The new Blur album, “Think Tank,” drops on 5 May in the UK, and 6 May stateside. Please buy it. I beg of you. Not just because they really need it, but because it’s so damn good. Yes, I’ve already heard most of it (courtesy of Kazaa), and no, just because Norman Cook, Mr. Fatboy Slim himself, is producing it, doesn’t mean it’s all techno’d out. The first track I heard was “Crazy Beat,” which I had heard somewhere would be their first single (it’s actually going to be “Out of Time”). When I heard the first few seconds, I almost cried, because it was WAY too “Starfucker” for me, you know? It starts out with a synthesized voice chanting “crazy beat” to a drum beat. I was like “Oh good lord, it isn’t even good Blur techno, like ‘Girls and Boys,’” but then the guitar kicked in and it wasn’t bad. Even though it was rather like a hi-fi version of the White Stripes.
That track, in my opinion, deviates from the feel of the rest of the album. The other songs are characteristic of Blur, maintaining musicality, but always experimental. “Gene by Gene” is charming, guitars taking a backseat to Damon Albarn’s slurred voice and unconventional percussion instruments. I think I heard something like a squeaky playground merry-go-round in the background, or maybe it was a squeaky gate door. I don’t know, but they use all these weird sounds in such a musical way. (Wait, squeaky mattress springs?)
“Battery in Your Leg,” the only song on the album where Graham Coxon claims songwriting credits, is…well, more Coxy. Damon Albarn sings more like a spoken word performer about “being here cos i’ve got no fucking choice.” Obviously one of the more political songs in the set. Then it gets all Fatboy Slim with the voice manipulation tricks.
“Out of Time” is an interesting choice for a first single, quite minimalist in production. The drums are light, giving way to the featured Andalucian string quartet (apparently that refers to guitars). It recalls “The Universal” with its noveau-retro sound, but the best part is the instrumental, where the guitars take centerstage and jam the hell out of that song.
The real highlights of the tracks I listened to are “Sweet Song” and “Caravan.” The former is lovely, like a watered down yet sweeter version of “Tender,” creating the same atmosphere of longing and beauty, only a bit lighter and more ethereal. Albarn’s voice floats over an airy piano and angelic backing vocals. “Caravan” was my favorite song, guitars disguising themselves as gypsies and Albarn’s voice distorted a la Julian Casablancas, only more listless. “Here I’m a clown,” he sings, “Pulling my world down…and when it comes, you’ll feel the weight of it.” Something that sounds a cross between a toy piano and a banjo plays during the chorus, and in the background the guitar plays on. He even busts out horns and accordians. Man is this song good.
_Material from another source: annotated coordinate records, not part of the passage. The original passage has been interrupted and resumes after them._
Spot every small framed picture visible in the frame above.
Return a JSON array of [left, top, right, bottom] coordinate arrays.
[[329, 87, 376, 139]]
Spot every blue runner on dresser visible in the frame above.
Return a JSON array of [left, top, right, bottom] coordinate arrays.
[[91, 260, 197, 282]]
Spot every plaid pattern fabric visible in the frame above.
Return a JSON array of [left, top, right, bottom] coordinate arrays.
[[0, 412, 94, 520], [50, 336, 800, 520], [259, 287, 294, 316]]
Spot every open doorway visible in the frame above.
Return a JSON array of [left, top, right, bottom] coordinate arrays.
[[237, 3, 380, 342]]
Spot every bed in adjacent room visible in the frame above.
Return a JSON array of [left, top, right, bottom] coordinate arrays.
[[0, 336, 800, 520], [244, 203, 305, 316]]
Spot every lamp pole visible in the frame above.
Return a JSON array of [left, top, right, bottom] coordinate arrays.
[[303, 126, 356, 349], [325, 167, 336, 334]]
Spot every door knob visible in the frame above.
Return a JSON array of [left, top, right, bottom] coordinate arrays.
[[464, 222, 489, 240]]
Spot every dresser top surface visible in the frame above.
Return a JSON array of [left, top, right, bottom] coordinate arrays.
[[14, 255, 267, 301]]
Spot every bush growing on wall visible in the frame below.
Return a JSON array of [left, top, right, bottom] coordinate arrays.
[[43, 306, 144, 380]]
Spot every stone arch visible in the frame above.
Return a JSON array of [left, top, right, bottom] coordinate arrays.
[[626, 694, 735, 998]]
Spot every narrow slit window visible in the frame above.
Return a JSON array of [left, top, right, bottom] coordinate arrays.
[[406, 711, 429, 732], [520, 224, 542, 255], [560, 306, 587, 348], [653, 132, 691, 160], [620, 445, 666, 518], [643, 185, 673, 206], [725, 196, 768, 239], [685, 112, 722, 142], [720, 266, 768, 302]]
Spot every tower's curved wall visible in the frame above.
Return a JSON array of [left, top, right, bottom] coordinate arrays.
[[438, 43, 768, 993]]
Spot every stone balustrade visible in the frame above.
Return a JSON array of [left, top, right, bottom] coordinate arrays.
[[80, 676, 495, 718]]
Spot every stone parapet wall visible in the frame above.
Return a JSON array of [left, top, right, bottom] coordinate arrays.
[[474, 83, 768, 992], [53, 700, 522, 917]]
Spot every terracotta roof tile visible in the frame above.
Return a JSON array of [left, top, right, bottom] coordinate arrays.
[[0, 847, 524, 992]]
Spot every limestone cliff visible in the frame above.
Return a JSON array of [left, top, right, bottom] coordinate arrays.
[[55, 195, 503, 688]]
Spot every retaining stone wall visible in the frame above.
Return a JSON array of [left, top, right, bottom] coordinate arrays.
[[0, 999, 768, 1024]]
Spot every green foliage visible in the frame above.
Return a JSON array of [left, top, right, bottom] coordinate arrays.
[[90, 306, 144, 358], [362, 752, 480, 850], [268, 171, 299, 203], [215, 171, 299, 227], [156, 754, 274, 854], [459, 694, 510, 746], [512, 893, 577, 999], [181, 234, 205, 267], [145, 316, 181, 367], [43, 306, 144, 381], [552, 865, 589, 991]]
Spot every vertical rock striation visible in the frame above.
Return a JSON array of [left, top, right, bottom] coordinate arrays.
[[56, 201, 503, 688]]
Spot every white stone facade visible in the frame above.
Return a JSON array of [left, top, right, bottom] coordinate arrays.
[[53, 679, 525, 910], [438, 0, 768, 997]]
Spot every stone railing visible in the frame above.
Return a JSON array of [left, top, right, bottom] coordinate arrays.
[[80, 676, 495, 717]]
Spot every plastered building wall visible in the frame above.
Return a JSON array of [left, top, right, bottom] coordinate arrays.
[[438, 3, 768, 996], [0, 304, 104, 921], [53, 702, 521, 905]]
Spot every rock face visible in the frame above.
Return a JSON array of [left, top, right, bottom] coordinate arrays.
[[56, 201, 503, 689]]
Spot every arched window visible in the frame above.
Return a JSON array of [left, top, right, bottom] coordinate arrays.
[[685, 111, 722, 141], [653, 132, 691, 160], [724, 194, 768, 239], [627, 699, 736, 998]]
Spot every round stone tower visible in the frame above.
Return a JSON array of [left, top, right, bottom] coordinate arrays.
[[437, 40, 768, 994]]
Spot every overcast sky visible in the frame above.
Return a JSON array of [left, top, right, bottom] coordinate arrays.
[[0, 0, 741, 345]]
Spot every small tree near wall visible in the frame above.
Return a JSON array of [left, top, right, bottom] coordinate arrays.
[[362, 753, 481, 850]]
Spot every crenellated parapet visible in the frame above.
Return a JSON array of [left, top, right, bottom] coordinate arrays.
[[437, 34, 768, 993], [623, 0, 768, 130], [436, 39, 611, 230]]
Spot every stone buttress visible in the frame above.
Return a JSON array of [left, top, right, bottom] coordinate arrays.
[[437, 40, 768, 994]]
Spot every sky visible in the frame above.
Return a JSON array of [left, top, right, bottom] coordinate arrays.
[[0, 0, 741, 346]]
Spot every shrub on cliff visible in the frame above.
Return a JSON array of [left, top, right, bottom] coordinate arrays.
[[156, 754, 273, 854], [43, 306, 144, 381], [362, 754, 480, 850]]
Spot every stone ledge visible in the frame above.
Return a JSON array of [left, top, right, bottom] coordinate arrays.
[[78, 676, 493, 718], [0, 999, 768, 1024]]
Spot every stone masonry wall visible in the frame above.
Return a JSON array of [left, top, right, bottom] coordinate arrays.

It’s been too long, Damon. Much too long, Alex and Dave. Now that Justine Frischmann has been purged from your mind (via “13), you can start making good music again that’s not heartbreakingly wonderful. Everyone who bought the Best Of album and heard the only new track, “Music is My Radar,” don’t let that sway you. It’s nothing like what they’re making now.
While I do regret Coxon’s departure from the band solely because now there’s no chance they’ll ever make anything as good as “Coffee & TV” ever again, the new, improved (yes, improved) Blur is good enough for me. Please America, find out what you’ve been missing all these years!